Bardaklarımızı kadının sağlığına kaldırdık. Don Juan kalkıp gitti, odasından birkaç kâğıtla birlikte bir gramofon getirdi ve plakları çalmaya başladı. Sonra pat diye kadını dansa davet etti, bir kez değil on kez değil, ben Hasan’ın kötü bakışlarının farkındaydım, dişini gıcırdatıyordu ve dışarıdan mübarek yüzüne bunu yansıtmıyordu.
Öğle yemeğinden sonra, çıkıp biraz hava almaya karar verdik. Çalus Caddesi’nde gezerek yürümeye başladık. Yolda Don Juan sessizce bana: “Bu gece de kalacağım.” dedi. Sonra kadını yıllardır tanır gibi onunla samimice sohbete daldı! Her şeye ve her yere dair bilgisi vardı. Kadına yalan hikâyeler de anlatıyordu, biz iki kişinin hayatımızı anlatmamıza fırsat vermeyecek şekilde!
Hasan ani bir karar vermişçesine bir şey söylemek üzere kadının yanına gitti. Fakat kadın ona ters ters bakarak: “Başını kaldır, kıyafetindeki bu leke de ne?” dedi. Hasan korkarak kenara çekildi. Don Juan paltosunu çıkarıp kadının omzuna attı. Ben onlara yaklaştım. Don Juan, caddenin kenarındaki çamurlu ırmağı ve uzaktan görünüşü yerden çıkan çalı süpürgesi gibi olan ağaçları işaret ediyor ve: “İnsanın gelip böyle yerlerde yaşaması ne iyi olurdu! Bu hava, bu ırmak, bu ağaçlar bir ay sonra canlanacaklar. Mehtaplı gecede insan ırmak kenarına gelecek, bir de gramofonu olacak… Yazık oldu fotoğraf makinemi unuttum!” diyordu.

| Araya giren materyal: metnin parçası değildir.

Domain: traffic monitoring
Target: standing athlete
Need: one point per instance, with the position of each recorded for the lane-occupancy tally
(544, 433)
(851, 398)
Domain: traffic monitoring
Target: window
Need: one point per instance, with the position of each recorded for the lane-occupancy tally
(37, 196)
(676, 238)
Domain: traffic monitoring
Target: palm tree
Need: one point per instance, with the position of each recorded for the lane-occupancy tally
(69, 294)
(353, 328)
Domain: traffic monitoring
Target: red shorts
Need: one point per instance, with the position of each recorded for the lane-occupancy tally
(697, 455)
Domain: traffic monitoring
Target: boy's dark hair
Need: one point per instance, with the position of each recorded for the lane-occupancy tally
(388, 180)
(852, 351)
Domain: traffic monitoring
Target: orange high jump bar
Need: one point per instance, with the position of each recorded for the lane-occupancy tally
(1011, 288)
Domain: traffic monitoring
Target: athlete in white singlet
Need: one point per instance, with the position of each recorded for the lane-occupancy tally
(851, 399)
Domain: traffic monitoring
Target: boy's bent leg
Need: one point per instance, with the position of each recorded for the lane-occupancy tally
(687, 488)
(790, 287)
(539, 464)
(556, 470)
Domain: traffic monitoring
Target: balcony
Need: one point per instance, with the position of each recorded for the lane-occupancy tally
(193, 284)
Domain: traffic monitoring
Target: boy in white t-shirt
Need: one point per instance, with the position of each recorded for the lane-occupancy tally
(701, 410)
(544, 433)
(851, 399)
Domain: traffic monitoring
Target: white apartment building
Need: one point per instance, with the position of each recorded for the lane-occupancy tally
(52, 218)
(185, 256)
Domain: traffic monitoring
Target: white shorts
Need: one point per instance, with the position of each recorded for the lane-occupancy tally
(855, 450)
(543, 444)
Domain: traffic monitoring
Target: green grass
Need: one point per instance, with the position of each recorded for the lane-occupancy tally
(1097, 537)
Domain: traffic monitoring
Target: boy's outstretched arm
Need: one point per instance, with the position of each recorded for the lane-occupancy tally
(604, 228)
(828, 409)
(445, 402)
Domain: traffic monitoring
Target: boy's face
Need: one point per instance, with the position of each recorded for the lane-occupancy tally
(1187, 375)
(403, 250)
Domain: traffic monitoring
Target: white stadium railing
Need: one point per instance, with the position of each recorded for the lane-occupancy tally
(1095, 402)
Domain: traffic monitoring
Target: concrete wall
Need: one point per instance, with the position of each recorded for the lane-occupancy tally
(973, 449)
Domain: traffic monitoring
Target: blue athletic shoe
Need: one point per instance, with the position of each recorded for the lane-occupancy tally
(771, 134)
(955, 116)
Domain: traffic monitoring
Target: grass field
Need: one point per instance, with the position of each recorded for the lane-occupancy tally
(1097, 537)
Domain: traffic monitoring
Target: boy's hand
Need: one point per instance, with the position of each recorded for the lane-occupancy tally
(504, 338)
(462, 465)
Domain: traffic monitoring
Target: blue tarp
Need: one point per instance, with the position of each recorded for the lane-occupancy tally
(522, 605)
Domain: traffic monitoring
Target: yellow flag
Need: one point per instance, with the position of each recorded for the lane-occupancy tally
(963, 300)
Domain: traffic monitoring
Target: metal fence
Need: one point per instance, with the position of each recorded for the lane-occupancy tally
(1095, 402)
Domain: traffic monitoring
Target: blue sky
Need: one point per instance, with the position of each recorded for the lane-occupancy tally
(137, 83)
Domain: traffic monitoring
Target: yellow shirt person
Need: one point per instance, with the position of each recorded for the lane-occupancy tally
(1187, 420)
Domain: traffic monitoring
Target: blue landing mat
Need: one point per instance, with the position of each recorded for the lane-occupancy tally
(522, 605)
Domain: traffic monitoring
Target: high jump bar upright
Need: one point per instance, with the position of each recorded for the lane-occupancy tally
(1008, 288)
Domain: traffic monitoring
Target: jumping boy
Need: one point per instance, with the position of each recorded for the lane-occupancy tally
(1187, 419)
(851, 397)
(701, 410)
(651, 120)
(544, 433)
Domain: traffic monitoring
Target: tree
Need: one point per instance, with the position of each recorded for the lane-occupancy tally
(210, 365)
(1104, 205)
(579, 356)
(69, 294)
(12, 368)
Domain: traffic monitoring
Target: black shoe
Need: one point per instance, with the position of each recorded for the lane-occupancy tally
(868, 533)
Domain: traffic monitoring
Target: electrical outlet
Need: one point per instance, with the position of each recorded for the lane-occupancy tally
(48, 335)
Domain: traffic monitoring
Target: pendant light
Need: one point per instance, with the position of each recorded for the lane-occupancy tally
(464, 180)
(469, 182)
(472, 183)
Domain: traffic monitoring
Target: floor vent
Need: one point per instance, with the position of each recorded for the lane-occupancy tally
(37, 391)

Yakın köylerden yeni kıyafetlerini giymiş köylü adamlar vardı ve rengârenk giyimli çocuklar gelip geçiyorlardı. Kadın yorulduğunu söyledi. Don Juan ırmak kenarında bir mekânı işaret etti. Gidip taşların üzerine oturduk. Irmağın çamurlu suyu yükselmişti, zincirli dalga çıkarıp çamur ve çöpü topluyordu. Gözümüzün önünü toprak tepeler ve kırağı çalmış sıra dağlar sarmıştı. Hava biraz daha ısınmıştı. Don Juan giysisini çıkardı ve orada oturduğumuz süre boyunca âşığından, ceketinin parfümünden, aşktan, namustan ve Kafkas dansından bahsetti. Kadın da ağzı açık onun boşboğazlığını dinliyordu. Aptalca sözler söylüyordu, örneğin: “Bundan daha iyi bir pantolonum vardı, geçen hafta gittim arkadaşlardan biriyle uçağa bindim, ineceğimizde bacağım gitti yerdeki taşa çarptı. Dizimin üzeri parçalandı, lüks terzi bu pantolonu bana 25 tümene dikmişti. Bacağımın her yeri yaralanmıştı. Maktowel’ın yakınındaki Amerikan Hastanesi’ne gittim. ‘Allah sana acımış, diz bağın hasar görseydi sakat kalırdın.’ dedi. Üç gün yattım, iyileştim ancak o yukarıdan evlerin çatıları o kadar güzel görünüyordu ki! Kendi evimizi de yukarıdan gördüm. Sipehsalar Camisi’nin kubbesi de görünüyordu. İnsanlar karınca gibiydiler. Fakat uçak ineceği zaman insanın yüreği hopluyor!..”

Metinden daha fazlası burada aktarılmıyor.